Ordinary Time - Week 11b

The Mustard Seed

(From Conversation with God, Fernandez Carvajal)

Our Lord chose a few men to begin the work of evangelization. For the most part they were humble fishermen, unlettered men, with evident defects and few material resources. He chose what is weak in the world to shame the strong. Looking at things from a purely human point of view, it is impossible to explain how these men could have spread the teaching of Christ to the whole known world in so short a time, with so many obstacles and so much opposition to overcome. In the parable of the grain of mustard seed, writes St John Chrysostom, Jesus urges his disciples to have faith and to be confident that the preaching of the Gospel will be carried out in spite of everything.

We too are like that grain of mustard seed in the task given us by God in the middle of the world. We ought not to forget the disproportion between the means we have, our talents, and the magnitude of the apostolate we have to do. But neither should we forget that we can always count on God's help. Difficulties will come and we will be more aware of our own nothingness. This should bring us to have more trust in the Master and in the supernatural character of the task we are trying to accomplish. If we don't lose sight of our littleness and the power of grace we will be always strong and faithful in what God asks of us. If we do not keep our eyes fixed on Jesus we will become discouraged and pessimistic and will soon abandon the task. With God we can do all things.

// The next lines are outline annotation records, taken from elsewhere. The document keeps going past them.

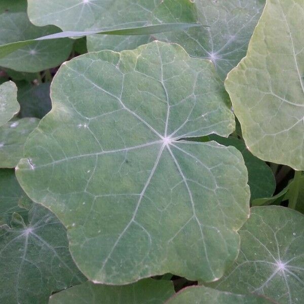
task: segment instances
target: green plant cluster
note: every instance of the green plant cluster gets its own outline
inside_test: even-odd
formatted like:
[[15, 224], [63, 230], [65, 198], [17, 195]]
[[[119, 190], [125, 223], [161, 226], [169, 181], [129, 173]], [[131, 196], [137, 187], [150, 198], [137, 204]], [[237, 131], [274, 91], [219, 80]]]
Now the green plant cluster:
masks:
[[2, 0], [0, 302], [304, 302], [304, 0]]

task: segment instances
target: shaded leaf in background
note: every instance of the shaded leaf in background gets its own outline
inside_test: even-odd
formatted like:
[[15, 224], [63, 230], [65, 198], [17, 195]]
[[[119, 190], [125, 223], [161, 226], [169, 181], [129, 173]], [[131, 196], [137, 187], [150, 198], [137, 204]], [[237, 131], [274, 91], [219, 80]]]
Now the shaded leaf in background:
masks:
[[26, 82], [17, 83], [17, 98], [21, 108], [19, 117], [42, 119], [51, 110], [50, 84], [44, 83], [35, 86]]
[[[162, 23], [140, 26], [138, 27], [127, 27], [124, 28], [113, 29], [113, 28], [104, 28], [93, 31], [64, 31], [59, 32], [50, 35], [46, 35], [34, 39], [23, 40], [8, 43], [0, 45], [0, 58], [6, 58], [8, 55], [15, 52], [25, 46], [29, 46], [34, 44], [37, 41], [48, 40], [57, 40], [58, 39], [67, 38], [68, 37], [82, 37], [94, 34], [99, 35], [116, 35], [125, 36], [128, 35], [138, 36], [138, 35], [150, 35], [156, 33], [171, 31], [172, 30], [181, 30], [193, 27], [201, 27], [197, 23]], [[0, 61], [1, 62], [1, 61]]]
[[246, 55], [264, 3], [264, 0], [164, 0], [153, 12], [154, 23], [195, 22], [210, 27], [156, 36], [178, 43], [190, 56], [211, 60], [223, 80]]
[[281, 304], [303, 303], [304, 216], [284, 207], [254, 207], [239, 232], [240, 254], [212, 286], [264, 295]]
[[1, 85], [0, 128], [16, 115], [20, 109], [20, 106], [17, 100], [16, 85], [12, 81]]
[[145, 279], [131, 285], [87, 282], [51, 296], [49, 304], [163, 304], [174, 294], [170, 281]]
[[[253, 295], [236, 294], [205, 287], [184, 288], [166, 302], [166, 304], [270, 304], [265, 298]], [[62, 303], [63, 304], [63, 303]]]
[[[53, 26], [41, 27], [32, 24], [28, 20], [26, 7], [25, 0], [0, 2], [0, 45], [33, 39], [59, 31]], [[37, 72], [56, 66], [68, 57], [72, 42], [67, 39], [34, 42], [0, 59], [0, 66], [23, 72]]]
[[23, 156], [27, 136], [39, 122], [36, 118], [22, 118], [0, 127], [0, 168], [16, 167]]
[[243, 141], [236, 137], [227, 138], [217, 135], [209, 136], [210, 139], [225, 146], [235, 146], [242, 153], [248, 171], [248, 184], [251, 201], [272, 195], [276, 188], [276, 181], [271, 169], [265, 162], [252, 155]]
[[159, 42], [61, 66], [53, 108], [16, 172], [68, 228], [90, 279], [126, 284], [170, 272], [210, 281], [236, 258], [249, 211], [242, 155], [177, 141], [233, 131], [223, 87], [210, 61]]
[[225, 81], [249, 150], [296, 170], [304, 169], [303, 23], [302, 1], [268, 1]]
[[0, 169], [0, 225], [9, 224], [12, 215], [18, 212], [26, 220], [27, 211], [19, 206], [25, 205], [30, 200], [19, 186], [15, 171]]
[[53, 291], [85, 278], [68, 249], [66, 231], [50, 211], [34, 204], [29, 224], [14, 214], [11, 227], [0, 227], [0, 301], [47, 303]]
[[[161, 0], [28, 0], [29, 18], [37, 25], [55, 24], [63, 30], [88, 30], [108, 26], [149, 24], [151, 13]], [[126, 12], [128, 12], [126, 13]], [[75, 16], [78, 17], [75, 20]], [[88, 37], [89, 51], [133, 49], [150, 41], [149, 35]]]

The Apostles and first Christians faced a society threatened in its very foundations; a society in which it was well nigh impossible to have ideals. Working from within society, Christians changed it. There the seed fell, then spread to the whole world. Although it was a small seed it carried a divine power, because the seed was Christ's. The first Christians who came to Rome were no different from ourselves, and with God's help were able to do an effective apostolate, working shoulder to shoulder, in the same jobs as everyone else, facing the same problems, obeying the same laws, unless they were directly contrary to the law of God. Truly the first Christians in Jerusalem, Antioch and Rome were tiny mustard seeds seemingly lost in a huge field.

God counts on us to transform the place where we live and work. Although what we can do may seem small and insignificant, like the grain of mustard seed, let us not neglect to do what we can, because God counts on that contribution. With our prayer and sacrifice He will ensure that there is growth and fruit. That 'little' we can do may be advising a colleague or friend to read a particular book; or being attentive to a client, fellow passenger or workmate; or giving a helping hand when needed; or praying for a sick friend or a neighbour's child, and asking that they pray for us; or helping someone get to Confession. And always living a cheerful, honest life. Everybody should be discreetly, quietly and daringly apostolic. This can be so if we remain united to God, if we reject a comfort-loving existence, if we overcome lukewarmness and discouragement. The time in which we are called to live demands especially that we feel deeply obliged to be always zealous and enthusiastic. We will be so only if we struggle. Only the person who makes a strenuous effort is suitable for bringing the world peace, the peace of Christ.